En quelque partie que ce soit de la France, le patriotisme n'est pas un vain mot. Toujours vivace, il peut sembler s'attiédir quand, dans une paix heureuse, rien ne menace la grandeur et la paix du pays. Vienne un danger, il se révèle ardent, impétueux, tout d'abnégation.
C'est surtout dans nos provinces, voisines des frontières, qu'il faut assister à l'explosion des sentiments provoqués par l'annonce de la guerre. Chez ces populations qu'un contact permanent met aux prises avec l'étranger, qui les premières devant lui portent le nom et dressent les couleurs du pays, le patriotisme atteint son apogée. On n'aime pas seulement la patrie, on est jaloux d'elle; on n'a pas seulement la fierté de la grandeur nationale, on en a l'amour-propre. On entend la voix des aïeux crier plus haut le nom de l'ennemi héréditaire, on sent leur vieille ardeur brûler les veines et, comme eux, au poste d'avant-garde, quand le danger surgit, on jette au ciel le fier appel : « Debout les enfants. tous debout ! ».
Savoir entretenir ce feu sacré, le ranimer quand il semble s'éteindre, c'est tout le secret de la réussite des oeuvres dont nous avons étudié le développement. C'est le mérite de ceux qui les dirigent d'y avoir consacré leurs efforts. Or, sans remonter aux années qui suivent notre relèvement rapide après 1870, il était évident que la menace était suspendue sur notre tête.
Presque au lendemain de son avènement Guillaume II disait à sa noblesse de Brandebourg: « Je vois dans le peuple et dans le pays qui m'ont été transmis un gage qui m'est confié par Dieu et que c'est mon devoir d'accroître, comme il est dit dans la Bible. Je pense administrer ce gage de telle manière que je pourrai y ajouter encore pas mal. Ceux qui voudraient me gêner dans ce travail, je les écraserai. »
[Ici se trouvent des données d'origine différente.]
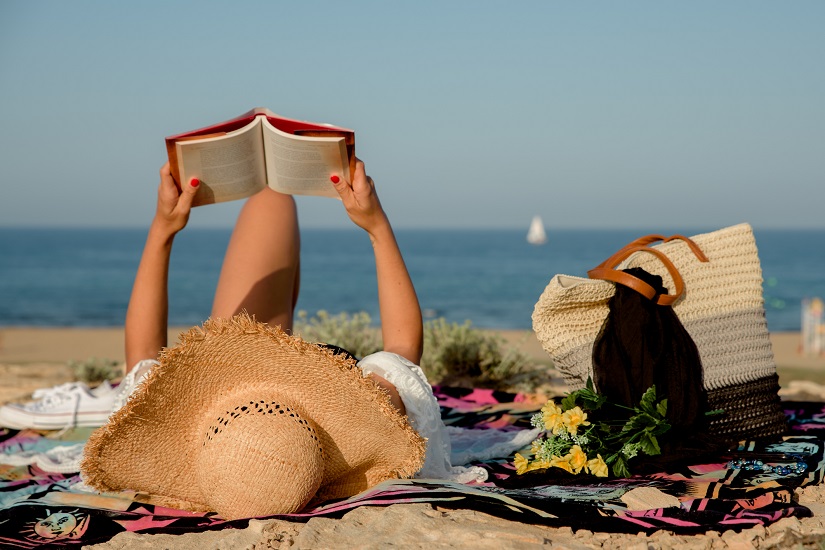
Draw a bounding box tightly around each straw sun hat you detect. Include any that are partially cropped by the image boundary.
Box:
[81,314,425,519]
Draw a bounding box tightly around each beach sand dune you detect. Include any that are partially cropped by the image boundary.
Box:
[0,327,825,550]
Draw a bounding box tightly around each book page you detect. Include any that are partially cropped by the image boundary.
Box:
[175,117,266,206]
[262,119,350,198]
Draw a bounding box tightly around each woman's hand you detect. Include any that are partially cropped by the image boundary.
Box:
[154,162,200,234]
[330,159,388,236]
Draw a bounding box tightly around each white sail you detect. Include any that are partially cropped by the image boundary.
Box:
[527,216,547,244]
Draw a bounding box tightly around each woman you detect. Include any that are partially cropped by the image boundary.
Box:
[119,160,423,413]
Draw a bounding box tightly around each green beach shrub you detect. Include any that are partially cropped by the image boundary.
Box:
[293,310,383,357]
[421,317,536,390]
[293,310,544,391]
[67,357,123,386]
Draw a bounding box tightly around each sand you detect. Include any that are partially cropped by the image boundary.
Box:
[0,327,825,550]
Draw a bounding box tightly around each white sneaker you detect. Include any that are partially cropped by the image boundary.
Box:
[110,359,159,414]
[0,381,116,430]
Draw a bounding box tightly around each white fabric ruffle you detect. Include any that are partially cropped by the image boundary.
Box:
[358,351,539,483]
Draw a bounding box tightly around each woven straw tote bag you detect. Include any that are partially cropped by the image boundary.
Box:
[533,224,787,441]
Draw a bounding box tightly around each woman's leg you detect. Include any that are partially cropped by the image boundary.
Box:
[212,188,301,332]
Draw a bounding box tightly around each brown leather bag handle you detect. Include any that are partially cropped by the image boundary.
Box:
[596,235,708,267]
[587,235,708,306]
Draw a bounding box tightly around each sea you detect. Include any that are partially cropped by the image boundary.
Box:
[0,228,825,331]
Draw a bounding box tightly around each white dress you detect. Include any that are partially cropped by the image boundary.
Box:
[358,351,539,483]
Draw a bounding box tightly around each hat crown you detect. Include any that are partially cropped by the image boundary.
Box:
[196,393,324,519]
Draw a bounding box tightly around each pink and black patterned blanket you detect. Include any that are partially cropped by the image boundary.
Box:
[0,388,825,548]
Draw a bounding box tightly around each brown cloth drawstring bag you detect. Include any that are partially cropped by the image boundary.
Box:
[588,235,707,437]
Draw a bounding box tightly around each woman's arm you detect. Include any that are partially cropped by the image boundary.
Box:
[331,160,424,364]
[125,163,200,371]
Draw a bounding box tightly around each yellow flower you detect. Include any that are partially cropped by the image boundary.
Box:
[587,455,607,477]
[564,445,587,474]
[550,456,573,474]
[541,401,564,435]
[513,453,530,475]
[527,460,550,472]
[562,407,590,435]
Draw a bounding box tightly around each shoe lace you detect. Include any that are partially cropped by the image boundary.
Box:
[32,382,85,411]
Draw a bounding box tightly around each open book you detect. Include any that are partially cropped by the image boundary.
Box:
[166,108,355,206]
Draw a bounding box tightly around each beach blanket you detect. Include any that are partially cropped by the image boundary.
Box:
[0,388,825,548]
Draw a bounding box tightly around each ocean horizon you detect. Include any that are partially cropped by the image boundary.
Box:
[0,227,825,331]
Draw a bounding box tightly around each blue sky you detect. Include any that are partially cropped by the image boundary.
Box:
[0,0,825,232]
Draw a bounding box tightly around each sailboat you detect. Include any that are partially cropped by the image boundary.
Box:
[527,216,547,244]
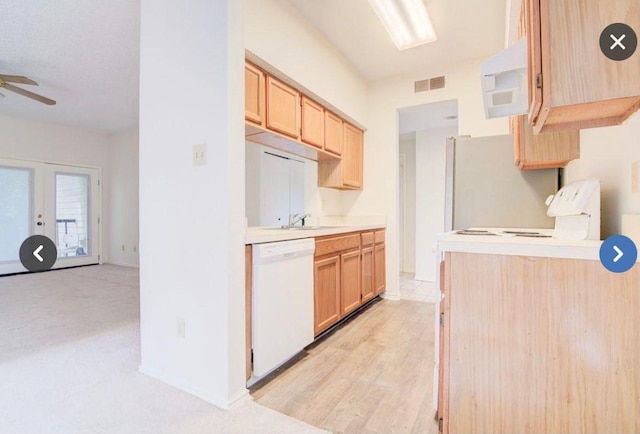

« Dieu l'a voulu, écrivait-il après le renvoi de Bismarck. J'ai le poste de l'officier de quart sur la passerelle du navire de l'Etat. La route reste la même. Et maintenant, en avant ! à toute vapeur ! ». Ce jour-là, Guillaume II avait bu, l'Allemagne était ivre. Ensemble, ils partaient à la conquête du monde. Tanger, Algésiras, Agadir, Sérajevo sont les étapes qui nous ont conduits à 1914. Mais ils se sont trompés. lIs n'ont pas senti battre le coeur de notre jeunesse qui, lasse de trop longues humiliations, n'appelait pas la guerre, mais était résolue à ne pas laisser diminuer son pays. La lutte que les misérables ont déchaînée a été une des plus grandioses que connaisse l'histoire. Terribles, hélas ! sont les blessures qu'elle nous a faites et que leur frénésie voulait incurables. Cruelles sont les douleurs que nous avons souffertes et que nous souffrons encore par elle.
Nos cantons de Blâmont et de Cirey ont été envahis dès la première heure, la nation allemande s'y est souillée de crimes abominables. Pendant quatre longues années, nous avons connu la honte et les tristesses de l'occupation ennemie et si l'on n'a pu accomplir le douloureux pèlerinage à nos communes, il suffit de consulter l'album de photographies qui en a été publié et qui est dû à notre concitoyen, M. René Diot, ingénieur des Mines, pour se rendre compte de l'étendue des misères subies. Toujours vaillantes, même dans l'adversité la plus grande, nos admirables populations se sont redressées et aujourd'hui on peut constater, par les résultats obtenus, l'effort énorme réalisé par elles.
De l'excès du mal devait naître, d'ailleurs, un bien très appréciable pour le plus grand profit, non seulement du chef-lieu, mais aussi des communes ou canton de Blâmont.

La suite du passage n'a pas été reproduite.